Murroes primary in rural Angus is digging in to an eco project set to grow into a whole community venture.
The school is celebrating its first Eco Green flag, but far from resting on that laurel has thrown itself into a major project to expand its school garden.
It’s hoped the venture will feed the minds of youngsters at the primary and eventually supply locals with tasty home-grown produce throughout the year.
Thanks to a successful funding application through the Keep Scotland Beautiful community climate asset fund, a polytunnel and greenhouse have now sprung up on the secluded south-facing site in the school grounds.
Pupils, staff, parents and friends worked tirelessly during the summer to prepare the fruit and vegetable growing area.
School eco lead, teacher Mrs Judith Jamieson said there is already huge excitement among the youngsters around the entire project.
She said: “The school’s global goal is responsible consumption and production so this project links in perfectly.
“Developing this new area means the children can experience where food comes from, understand how it grows and develop their literacy, numeracy and artistic skills through this ongoing project.
“We have already had parent helpers in to make up containers and the greenhouse and help work on the different parts of the garden.
“Ideally, when the situation allows, we would like to help get a parents or grandparents group is so they could help maintain it and bring their own ideas in.”
Parent volunteer Tracey Harper, whose nine-year-old son, Alfie, is a pupil at Murroes said the project has fantastic potential.
“I started volunteering to help in the school garden with a bit of weeding and so on.
“When Mrs Jamieson approached parents about this new growing area I was delighted to get involved.
“A lot of effort has gone into it already, but there is much more work to be done.
“It brings the children together with their families and is a great opportunity for everyone to get involved in a community project.”
Tomato plants are already growing well in the polytunnel and outside beds have been prepared for the arrival of fruit trees and raspberry bushes.

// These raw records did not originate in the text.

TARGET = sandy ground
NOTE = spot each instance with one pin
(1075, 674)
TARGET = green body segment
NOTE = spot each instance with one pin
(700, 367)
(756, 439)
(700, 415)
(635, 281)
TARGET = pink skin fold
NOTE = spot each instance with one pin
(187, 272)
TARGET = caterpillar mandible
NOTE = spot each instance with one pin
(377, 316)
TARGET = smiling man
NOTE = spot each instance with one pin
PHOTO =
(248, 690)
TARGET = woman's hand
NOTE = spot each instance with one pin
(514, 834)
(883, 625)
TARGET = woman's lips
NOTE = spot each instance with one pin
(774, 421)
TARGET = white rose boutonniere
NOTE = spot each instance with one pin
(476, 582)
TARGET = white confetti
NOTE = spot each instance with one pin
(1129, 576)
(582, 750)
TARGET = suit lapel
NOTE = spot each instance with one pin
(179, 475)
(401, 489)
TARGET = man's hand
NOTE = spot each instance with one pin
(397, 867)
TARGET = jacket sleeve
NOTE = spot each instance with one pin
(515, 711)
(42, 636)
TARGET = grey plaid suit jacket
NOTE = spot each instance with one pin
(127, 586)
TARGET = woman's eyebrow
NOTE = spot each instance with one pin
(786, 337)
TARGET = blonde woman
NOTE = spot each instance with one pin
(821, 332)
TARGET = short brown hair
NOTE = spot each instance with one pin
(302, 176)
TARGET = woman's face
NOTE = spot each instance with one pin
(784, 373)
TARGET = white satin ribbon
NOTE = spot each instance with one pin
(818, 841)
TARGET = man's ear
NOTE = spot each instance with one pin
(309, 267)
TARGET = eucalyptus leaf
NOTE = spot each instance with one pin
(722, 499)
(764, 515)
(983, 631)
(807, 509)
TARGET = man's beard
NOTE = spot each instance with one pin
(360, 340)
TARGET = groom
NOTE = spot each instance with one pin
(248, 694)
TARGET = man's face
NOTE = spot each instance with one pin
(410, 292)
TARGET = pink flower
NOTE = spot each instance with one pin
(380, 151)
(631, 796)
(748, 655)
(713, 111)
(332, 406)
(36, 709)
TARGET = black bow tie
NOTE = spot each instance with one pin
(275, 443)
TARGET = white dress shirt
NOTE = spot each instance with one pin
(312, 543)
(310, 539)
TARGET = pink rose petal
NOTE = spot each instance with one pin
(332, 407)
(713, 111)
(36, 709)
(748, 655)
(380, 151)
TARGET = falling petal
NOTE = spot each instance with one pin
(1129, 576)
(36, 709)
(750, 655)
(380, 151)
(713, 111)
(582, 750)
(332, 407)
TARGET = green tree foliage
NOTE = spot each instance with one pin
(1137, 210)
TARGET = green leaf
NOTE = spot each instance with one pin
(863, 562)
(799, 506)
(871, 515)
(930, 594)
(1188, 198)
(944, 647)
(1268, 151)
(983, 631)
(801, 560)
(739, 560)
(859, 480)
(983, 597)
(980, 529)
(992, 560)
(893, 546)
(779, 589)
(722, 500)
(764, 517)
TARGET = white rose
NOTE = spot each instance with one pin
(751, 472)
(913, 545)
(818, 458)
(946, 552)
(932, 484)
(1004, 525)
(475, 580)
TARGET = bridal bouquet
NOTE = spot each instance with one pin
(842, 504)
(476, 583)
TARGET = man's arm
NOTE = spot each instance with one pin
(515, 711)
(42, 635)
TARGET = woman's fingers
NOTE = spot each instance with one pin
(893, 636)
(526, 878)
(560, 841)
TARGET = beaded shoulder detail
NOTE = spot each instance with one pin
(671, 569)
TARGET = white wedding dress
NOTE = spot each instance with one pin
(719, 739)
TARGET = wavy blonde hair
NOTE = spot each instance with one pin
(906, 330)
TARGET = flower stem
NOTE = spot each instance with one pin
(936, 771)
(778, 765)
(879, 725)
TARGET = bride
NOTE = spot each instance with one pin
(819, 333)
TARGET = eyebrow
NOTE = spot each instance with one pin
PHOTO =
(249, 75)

There are several mature apple trees in the grounds and pupils already gather up the fruit to leave in a box at the gate for parents or locals to take away for their own use.
Mrs Jamieson added: “The garden has so much potential.
“It could be used as a place for storytime for the nursery pupils and then there will be nothing better than for the children to be able to enjoy the strawberries or other fruit and vegetables that they have grown themselves.
“Classes will be diving up the garden jobs and then working as a team to benefit the whole community.
“Hopefully parents and the community will want to be involved in the longer term.”
The Community Climate Asset Fund (CCAF) which boosted the Murroes project is a Scottish Government fund that was administered b Keep Scotland Beautiful.
Earlier this year, it was announced that 279 community-based organisations across Scotland would share more than £3.2 million.
The fund aims to help support community groups play a prominent role in the green recovery and tackle climate change through funding local projects.